A trial over the city of Aspen’s water rights on Castle and Maroon creeks has been set aside — for now — so that Aspen and the group claiming the city abandoned its rights can attempt a compromise.
Aspen and Save Our Streams, a local nonprofit that sued the city in state water court in September 2011, have agreed to re-examine — through a mutually agreed-upon consultant — the impacts of the proposed hydroelectric facility on Castle Creek. The agreement, which was filed in state water court Friday, states that each party will pay half the consultant fee, as much as $150,000, though that amount can be increased. If they can’t agree on the consultant or on the scope or terms of the study, the case will go to trial.

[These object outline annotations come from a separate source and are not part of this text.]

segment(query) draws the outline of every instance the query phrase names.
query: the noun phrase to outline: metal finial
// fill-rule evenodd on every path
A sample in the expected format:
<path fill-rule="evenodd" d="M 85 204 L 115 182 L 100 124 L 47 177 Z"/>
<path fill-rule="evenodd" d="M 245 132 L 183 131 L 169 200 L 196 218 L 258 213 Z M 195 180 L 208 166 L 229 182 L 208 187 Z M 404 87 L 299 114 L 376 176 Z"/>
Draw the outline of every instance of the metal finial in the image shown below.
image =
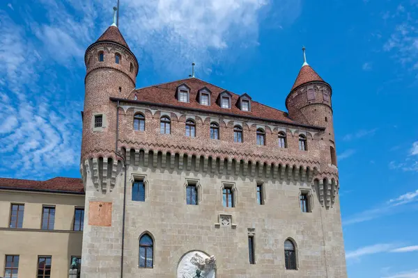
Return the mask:
<path fill-rule="evenodd" d="M 116 10 L 118 10 L 118 8 L 116 7 L 114 7 L 114 23 L 111 24 L 111 26 L 114 26 L 116 27 L 118 26 L 116 25 Z"/>
<path fill-rule="evenodd" d="M 307 48 L 303 47 L 302 48 L 302 51 L 303 51 L 303 65 L 302 66 L 303 67 L 304 65 L 309 65 L 308 62 L 307 62 Z"/>

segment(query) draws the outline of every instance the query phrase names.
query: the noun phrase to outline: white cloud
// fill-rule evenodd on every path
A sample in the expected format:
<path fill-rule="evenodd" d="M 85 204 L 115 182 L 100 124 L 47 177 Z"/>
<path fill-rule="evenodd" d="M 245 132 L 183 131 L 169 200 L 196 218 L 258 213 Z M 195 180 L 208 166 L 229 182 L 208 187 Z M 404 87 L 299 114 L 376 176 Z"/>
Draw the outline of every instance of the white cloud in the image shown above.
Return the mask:
<path fill-rule="evenodd" d="M 343 220 L 345 226 L 371 220 L 385 215 L 398 213 L 405 205 L 418 201 L 418 190 L 403 194 L 380 204 L 376 208 L 367 209 Z"/>
<path fill-rule="evenodd" d="M 374 245 L 365 246 L 354 251 L 350 251 L 346 253 L 346 259 L 359 259 L 366 255 L 373 254 L 382 253 L 390 251 L 395 247 L 394 244 L 376 244 Z"/>
<path fill-rule="evenodd" d="M 418 141 L 414 142 L 412 143 L 412 147 L 411 149 L 411 155 L 412 156 L 418 155 Z"/>
<path fill-rule="evenodd" d="M 408 192 L 406 194 L 403 194 L 396 199 L 391 199 L 389 201 L 389 204 L 392 204 L 393 206 L 408 204 L 412 202 L 418 201 L 418 198 L 417 197 L 418 197 L 418 189 L 415 191 Z"/>
<path fill-rule="evenodd" d="M 354 154 L 355 154 L 355 149 L 346 149 L 337 156 L 338 160 L 339 161 L 341 161 L 342 160 L 349 158 L 350 156 L 353 156 Z"/>
<path fill-rule="evenodd" d="M 396 249 L 392 250 L 391 252 L 405 253 L 405 252 L 414 252 L 414 251 L 418 251 L 418 245 L 412 245 L 412 246 L 407 246 L 407 247 L 401 247 L 401 248 L 396 248 Z"/>
<path fill-rule="evenodd" d="M 365 136 L 372 136 L 377 131 L 378 129 L 360 129 L 355 133 L 349 133 L 346 135 L 343 140 L 345 141 L 350 141 L 354 139 L 359 139 Z"/>
<path fill-rule="evenodd" d="M 362 66 L 362 68 L 363 69 L 364 71 L 369 71 L 371 70 L 371 63 L 367 62 L 367 63 L 364 63 L 363 64 L 363 65 Z"/>
<path fill-rule="evenodd" d="M 385 276 L 382 278 L 418 278 L 418 270 L 399 272 L 391 276 Z"/>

In November, Aspen voters rejected an advisory question designed to move the Castle Creek hydroelectric project forward. Totals showed that 2,044, or 51.38 percent, voted against the project, while 1,934, or 48.62 percent, supported the city’s intention to finish it. While the city was never legally bound to adhere to the result, observers said that to ignore the will of the voters would be a gigantic political misstep.
Maureen Hirsch, one of the plaintiffs, said that the city’s study on hydroelectricity is incomplete, arguing they need to look at the ecosystem as a whole, not just streamflows at Castle Creek.
“I can’t support the hydro plant, not at all,” she said. “I don’t believe that is the right thing to do on wild mountain streams. But we’re trying to act in good faith and benefit the community by suggesting that the streams be further studied in a very comprehensive way.”
Aspen City Manager Steve Barwick said it’s his understanding that Save Our Streams wants to bring its own experts to the table, which would begin the bidding process for a consultant they can both agree on. On whether they reach an agreement on all terms of the study, he said, “I certainly hope so.”
Barwick said it has been Aspen’s stance from the beginning to operate hydroelectricity on Castle Creek only if it would not compromise stream health.
“We feel that for the benefit of the community, we need to have more information,” Hirsch said. “The city seems to be quite hell-bent on putting this hydro plant in, but I hope they don’t. But if they were to do that, I think it’s important for the community to have some really good information.”
Along with Hirsch, plaintiffs are listed as T. Richard Butera, Christopher Goldsbury Jr., Elk Mountain Lodge LLC, Crystal LLC, Ashcroft LLC, American Lake LLC and the Bruce E. Carlson Trust. Each plaintiff owns property along or near Castle Creek or Maroon Creek.
The lawsuit claims that Aspen cannot resurrect its water rights, after it shut down the former Castle Creek hydroelectric plant in the late 1950s. But the plant was restarted in the winter of 1961 during an emergency caused by a snowstorm that knocked out power from downvalley sources.
A month after the lawsuit was filed, Aspen filed a motion in state water court to dismiss the lawsuit, stating the plaintiff had failed to “allege facts sufficient” to back up its claim. The motion further states that the suit “does not identify which plaintiffs own water rights, what water rights they may own or how those water rights are or may be affected with respect to the alleged abandonment of the hydropower component” of the city’s water rights. The lawsuit was not dismissed, and the two sides have been in talks since.
Barwick said policy discussions concerning Aspen’s hydroelectric and renewable-energy goals will begin in November.
If agreed upon, the study will determine a bypass amount of water to be left in the streams when and if the Castle Creek hydroelectric plant is operating. The study also will “evaluate the effects of Aspen’s Castle Creek Energy Center diversions of water on Castle Creek (a) from the point of diversion to the point of return on Castle Creek and (b) on Maroon Creek from the point of diversion to the confluence of Maroon Creek and the Roaring Fork River,” according to the statement Aspen issued Tuesday.